NATIONAL NEWS - If everything goes according to plan, students from all district municipalities will soon have access to post-school training institutions.
Presenting the budget vote for the Department of Higher Education and Training on Friday, Higher Education, Science and Technology Minister Blade Nzimande announced that the National Plan for Post-School Education and Training (NPPSET) has been completed and will soon be released to give practical planning effect to the policy goals and objectives of the post-school system.
This follows the adoption of the White Paper for Post-School Education and Training (PSET) in 2016, which sets out strategies to expand on the current delivery of education and training in South Africa for the period up to 2030.
The paper sets out a broad policy for expanding post-school provision to improve access to education and training opportunities and strengthen the institutions of post-schooling, of Further Education and Training Colleges, universities, colleges and adult education centres to improve the quality of education. NPPSET aims to result in a more integrated, transformed, articulated and effective post-school system.

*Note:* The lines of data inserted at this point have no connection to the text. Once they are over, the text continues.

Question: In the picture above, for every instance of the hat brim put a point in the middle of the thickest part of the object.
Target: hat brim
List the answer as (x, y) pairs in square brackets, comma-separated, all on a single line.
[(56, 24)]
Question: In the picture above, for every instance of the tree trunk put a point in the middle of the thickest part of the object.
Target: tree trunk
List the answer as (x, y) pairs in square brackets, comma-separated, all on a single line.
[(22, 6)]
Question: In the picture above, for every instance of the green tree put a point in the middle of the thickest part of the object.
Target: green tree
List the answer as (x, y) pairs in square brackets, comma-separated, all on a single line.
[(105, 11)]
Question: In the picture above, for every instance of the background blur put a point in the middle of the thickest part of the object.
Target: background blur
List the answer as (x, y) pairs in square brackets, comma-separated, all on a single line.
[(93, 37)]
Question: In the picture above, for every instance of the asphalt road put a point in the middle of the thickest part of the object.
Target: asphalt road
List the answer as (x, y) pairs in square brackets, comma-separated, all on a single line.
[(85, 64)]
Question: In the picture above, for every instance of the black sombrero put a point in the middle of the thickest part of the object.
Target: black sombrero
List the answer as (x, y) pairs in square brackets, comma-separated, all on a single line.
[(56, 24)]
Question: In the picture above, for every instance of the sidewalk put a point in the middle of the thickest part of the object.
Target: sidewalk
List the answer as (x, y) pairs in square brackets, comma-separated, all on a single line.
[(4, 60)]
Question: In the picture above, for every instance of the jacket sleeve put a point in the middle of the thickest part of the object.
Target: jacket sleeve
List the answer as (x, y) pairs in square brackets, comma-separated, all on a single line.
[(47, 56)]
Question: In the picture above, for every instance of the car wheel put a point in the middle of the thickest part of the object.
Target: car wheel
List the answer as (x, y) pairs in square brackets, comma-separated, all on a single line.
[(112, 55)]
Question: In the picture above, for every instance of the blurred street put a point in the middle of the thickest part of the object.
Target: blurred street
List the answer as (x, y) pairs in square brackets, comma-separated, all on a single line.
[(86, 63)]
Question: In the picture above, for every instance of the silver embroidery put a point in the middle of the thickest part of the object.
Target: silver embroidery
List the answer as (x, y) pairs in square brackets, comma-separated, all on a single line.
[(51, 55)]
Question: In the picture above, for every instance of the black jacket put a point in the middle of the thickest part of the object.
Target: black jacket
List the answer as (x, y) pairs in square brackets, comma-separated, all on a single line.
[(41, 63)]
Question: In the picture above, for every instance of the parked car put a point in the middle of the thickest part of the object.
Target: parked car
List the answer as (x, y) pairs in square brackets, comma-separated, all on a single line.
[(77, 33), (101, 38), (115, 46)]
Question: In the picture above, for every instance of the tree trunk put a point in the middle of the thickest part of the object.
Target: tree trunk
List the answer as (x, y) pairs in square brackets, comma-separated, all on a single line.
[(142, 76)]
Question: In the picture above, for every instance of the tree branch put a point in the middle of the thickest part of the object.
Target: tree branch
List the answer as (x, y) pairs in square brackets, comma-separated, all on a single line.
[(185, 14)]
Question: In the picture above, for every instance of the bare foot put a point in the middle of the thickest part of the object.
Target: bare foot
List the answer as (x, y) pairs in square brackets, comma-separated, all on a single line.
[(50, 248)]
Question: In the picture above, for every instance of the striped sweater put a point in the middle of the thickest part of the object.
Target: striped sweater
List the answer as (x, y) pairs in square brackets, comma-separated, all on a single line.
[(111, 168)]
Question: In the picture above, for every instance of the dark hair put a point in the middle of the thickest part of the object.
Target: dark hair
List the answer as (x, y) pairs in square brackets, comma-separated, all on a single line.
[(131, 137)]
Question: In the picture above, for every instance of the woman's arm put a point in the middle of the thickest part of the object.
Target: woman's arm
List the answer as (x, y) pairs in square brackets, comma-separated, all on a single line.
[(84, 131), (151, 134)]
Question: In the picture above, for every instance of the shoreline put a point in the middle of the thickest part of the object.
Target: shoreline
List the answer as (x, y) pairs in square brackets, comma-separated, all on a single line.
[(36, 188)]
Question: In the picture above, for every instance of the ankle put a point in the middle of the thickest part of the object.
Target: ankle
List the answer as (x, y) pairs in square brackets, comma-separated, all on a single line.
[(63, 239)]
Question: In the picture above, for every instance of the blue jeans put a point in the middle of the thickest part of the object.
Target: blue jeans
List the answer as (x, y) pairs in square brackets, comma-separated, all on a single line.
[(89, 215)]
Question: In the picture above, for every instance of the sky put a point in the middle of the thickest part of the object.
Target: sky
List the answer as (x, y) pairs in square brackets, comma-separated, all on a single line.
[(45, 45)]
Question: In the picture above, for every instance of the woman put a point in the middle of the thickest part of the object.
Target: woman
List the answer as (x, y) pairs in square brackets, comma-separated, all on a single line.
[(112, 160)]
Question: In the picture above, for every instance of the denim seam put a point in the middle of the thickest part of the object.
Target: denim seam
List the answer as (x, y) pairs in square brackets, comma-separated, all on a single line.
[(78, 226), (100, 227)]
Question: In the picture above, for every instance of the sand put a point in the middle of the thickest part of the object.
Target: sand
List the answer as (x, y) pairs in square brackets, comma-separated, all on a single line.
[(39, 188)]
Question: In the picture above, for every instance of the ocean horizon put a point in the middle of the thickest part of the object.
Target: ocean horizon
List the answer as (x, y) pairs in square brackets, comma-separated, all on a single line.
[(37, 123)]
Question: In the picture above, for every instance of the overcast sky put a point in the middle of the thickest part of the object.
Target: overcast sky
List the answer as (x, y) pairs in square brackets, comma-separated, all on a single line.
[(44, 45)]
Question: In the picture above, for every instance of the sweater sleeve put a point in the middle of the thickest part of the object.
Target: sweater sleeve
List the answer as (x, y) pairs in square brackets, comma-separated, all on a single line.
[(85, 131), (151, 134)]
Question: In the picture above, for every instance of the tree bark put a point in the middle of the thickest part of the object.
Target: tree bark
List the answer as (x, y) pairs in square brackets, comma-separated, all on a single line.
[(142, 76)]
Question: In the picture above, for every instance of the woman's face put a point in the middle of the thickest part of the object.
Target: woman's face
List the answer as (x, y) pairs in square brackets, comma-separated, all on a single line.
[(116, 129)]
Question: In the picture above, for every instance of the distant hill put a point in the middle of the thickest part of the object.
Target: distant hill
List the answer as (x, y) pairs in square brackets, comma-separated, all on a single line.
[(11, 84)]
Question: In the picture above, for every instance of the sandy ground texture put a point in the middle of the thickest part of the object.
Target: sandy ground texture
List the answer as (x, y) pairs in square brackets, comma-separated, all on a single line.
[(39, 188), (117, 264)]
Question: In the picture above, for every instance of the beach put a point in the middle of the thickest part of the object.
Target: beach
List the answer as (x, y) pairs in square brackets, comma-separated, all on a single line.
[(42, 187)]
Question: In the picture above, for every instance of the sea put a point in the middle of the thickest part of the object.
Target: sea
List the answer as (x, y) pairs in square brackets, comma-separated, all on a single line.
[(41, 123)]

Nzimande welcomed President Cyril Ramaphosa's focus on a national spatial development strategy based on systematic planning around the 44 district municipalities and 8 metros of the country. "We aim to ensure that within the next 10 years there will be no district municipality without access to a post-school training institution.

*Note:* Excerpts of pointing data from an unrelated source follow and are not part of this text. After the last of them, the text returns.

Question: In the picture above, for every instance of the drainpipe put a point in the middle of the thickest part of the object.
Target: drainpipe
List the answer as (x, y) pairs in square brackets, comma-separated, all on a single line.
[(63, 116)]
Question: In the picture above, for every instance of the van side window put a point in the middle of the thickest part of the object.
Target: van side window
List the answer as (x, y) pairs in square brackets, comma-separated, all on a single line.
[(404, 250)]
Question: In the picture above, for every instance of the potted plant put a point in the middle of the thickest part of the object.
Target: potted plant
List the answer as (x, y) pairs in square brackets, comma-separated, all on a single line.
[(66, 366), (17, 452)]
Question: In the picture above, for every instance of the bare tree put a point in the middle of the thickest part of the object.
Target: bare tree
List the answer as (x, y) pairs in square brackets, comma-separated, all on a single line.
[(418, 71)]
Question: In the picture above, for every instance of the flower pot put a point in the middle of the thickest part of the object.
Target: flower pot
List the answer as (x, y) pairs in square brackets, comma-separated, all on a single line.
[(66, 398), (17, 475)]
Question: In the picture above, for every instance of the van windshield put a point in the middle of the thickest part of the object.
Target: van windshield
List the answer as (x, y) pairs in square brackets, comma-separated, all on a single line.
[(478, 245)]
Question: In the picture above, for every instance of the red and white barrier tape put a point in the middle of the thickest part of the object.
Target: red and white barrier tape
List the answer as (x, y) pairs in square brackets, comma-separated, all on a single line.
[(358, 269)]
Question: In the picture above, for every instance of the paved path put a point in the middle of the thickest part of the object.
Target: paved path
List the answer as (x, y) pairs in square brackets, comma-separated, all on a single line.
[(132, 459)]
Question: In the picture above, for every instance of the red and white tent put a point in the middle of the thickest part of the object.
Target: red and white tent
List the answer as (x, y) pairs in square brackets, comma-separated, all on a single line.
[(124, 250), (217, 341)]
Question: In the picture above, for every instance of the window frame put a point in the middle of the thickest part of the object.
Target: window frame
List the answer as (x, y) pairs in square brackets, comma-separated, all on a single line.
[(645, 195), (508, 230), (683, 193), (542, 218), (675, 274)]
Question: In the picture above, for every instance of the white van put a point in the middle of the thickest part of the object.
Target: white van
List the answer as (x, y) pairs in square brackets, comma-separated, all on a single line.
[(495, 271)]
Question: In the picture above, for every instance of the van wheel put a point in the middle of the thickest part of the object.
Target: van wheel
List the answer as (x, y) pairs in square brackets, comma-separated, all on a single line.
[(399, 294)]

This, in my view, would be a major development in the struggle to overcome the spatial legacies of under-development inherited from the apartheid and colonial system," Nzimande said.

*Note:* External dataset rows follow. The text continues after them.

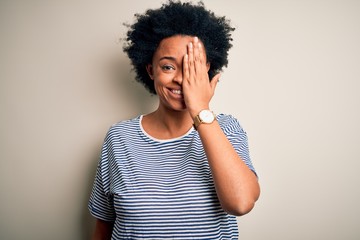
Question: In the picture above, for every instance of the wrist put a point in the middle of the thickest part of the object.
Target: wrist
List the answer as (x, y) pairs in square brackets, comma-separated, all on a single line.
[(205, 116)]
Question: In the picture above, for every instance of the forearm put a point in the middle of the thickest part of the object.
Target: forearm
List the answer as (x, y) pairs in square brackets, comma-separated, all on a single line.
[(236, 185)]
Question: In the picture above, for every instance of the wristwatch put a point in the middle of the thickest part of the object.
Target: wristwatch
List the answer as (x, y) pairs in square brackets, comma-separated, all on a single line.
[(205, 116)]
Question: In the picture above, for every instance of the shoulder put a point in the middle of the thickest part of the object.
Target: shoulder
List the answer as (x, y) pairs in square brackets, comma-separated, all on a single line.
[(123, 127)]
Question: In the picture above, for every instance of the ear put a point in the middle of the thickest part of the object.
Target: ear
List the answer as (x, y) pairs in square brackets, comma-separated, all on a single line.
[(150, 71)]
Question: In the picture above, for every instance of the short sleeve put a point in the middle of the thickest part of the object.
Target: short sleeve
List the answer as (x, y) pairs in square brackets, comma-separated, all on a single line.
[(237, 137), (101, 203)]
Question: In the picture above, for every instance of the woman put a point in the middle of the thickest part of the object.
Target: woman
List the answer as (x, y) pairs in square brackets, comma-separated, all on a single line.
[(179, 172)]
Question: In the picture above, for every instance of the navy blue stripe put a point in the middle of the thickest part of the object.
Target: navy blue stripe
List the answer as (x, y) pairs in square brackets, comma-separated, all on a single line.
[(162, 189)]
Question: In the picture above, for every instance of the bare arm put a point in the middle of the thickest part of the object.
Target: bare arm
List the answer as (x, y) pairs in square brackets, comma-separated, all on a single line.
[(236, 185), (103, 230)]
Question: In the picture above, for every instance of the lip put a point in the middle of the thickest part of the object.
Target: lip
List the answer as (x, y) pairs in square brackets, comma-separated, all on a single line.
[(174, 94)]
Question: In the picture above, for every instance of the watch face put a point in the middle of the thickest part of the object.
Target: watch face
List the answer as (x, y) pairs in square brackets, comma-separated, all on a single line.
[(206, 116)]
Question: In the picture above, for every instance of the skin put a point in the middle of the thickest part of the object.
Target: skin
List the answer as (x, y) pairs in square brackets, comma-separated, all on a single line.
[(180, 73)]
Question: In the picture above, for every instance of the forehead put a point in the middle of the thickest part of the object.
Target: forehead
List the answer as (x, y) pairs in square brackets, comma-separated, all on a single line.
[(175, 46)]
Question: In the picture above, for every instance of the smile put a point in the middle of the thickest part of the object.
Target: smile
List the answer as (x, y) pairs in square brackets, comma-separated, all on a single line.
[(176, 91)]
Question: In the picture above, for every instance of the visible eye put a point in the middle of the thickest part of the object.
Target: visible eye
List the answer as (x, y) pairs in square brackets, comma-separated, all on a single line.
[(167, 67)]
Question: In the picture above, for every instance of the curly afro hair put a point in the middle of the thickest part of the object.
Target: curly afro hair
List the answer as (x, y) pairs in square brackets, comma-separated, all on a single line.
[(176, 18)]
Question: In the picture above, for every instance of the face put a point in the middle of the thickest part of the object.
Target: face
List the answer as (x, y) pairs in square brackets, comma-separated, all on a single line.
[(166, 71)]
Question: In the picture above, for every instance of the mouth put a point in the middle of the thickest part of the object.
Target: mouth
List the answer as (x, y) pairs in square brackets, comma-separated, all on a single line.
[(176, 91)]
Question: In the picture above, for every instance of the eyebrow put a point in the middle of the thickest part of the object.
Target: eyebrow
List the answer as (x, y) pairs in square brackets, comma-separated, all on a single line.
[(168, 58)]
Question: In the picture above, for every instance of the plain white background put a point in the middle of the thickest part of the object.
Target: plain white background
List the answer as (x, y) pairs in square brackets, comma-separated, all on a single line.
[(292, 81)]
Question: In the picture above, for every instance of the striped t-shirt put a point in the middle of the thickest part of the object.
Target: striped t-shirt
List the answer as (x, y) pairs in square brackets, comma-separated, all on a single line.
[(162, 189)]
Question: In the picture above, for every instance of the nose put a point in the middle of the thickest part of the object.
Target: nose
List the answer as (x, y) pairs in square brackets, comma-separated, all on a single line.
[(178, 77)]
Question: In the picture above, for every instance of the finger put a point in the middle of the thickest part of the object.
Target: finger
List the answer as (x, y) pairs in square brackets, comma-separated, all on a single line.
[(191, 59), (214, 81), (186, 73)]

According to him, the Ministerial Task Team on the Fourth Industrial Revolution (4IR) established by the department's former minister would provide critical policy advice. "Its output will also be a crucial input into the work of the Presidential Commission on the Fourth Industrial Revolution presided over by President Ramaphosa."
The minister noted that the department is already developing a Skills Master Plan in response to the known skills demands associated with the 4IR. This plan will be complemented by a national list of occupations that are in high demand as well as a list of critical skills.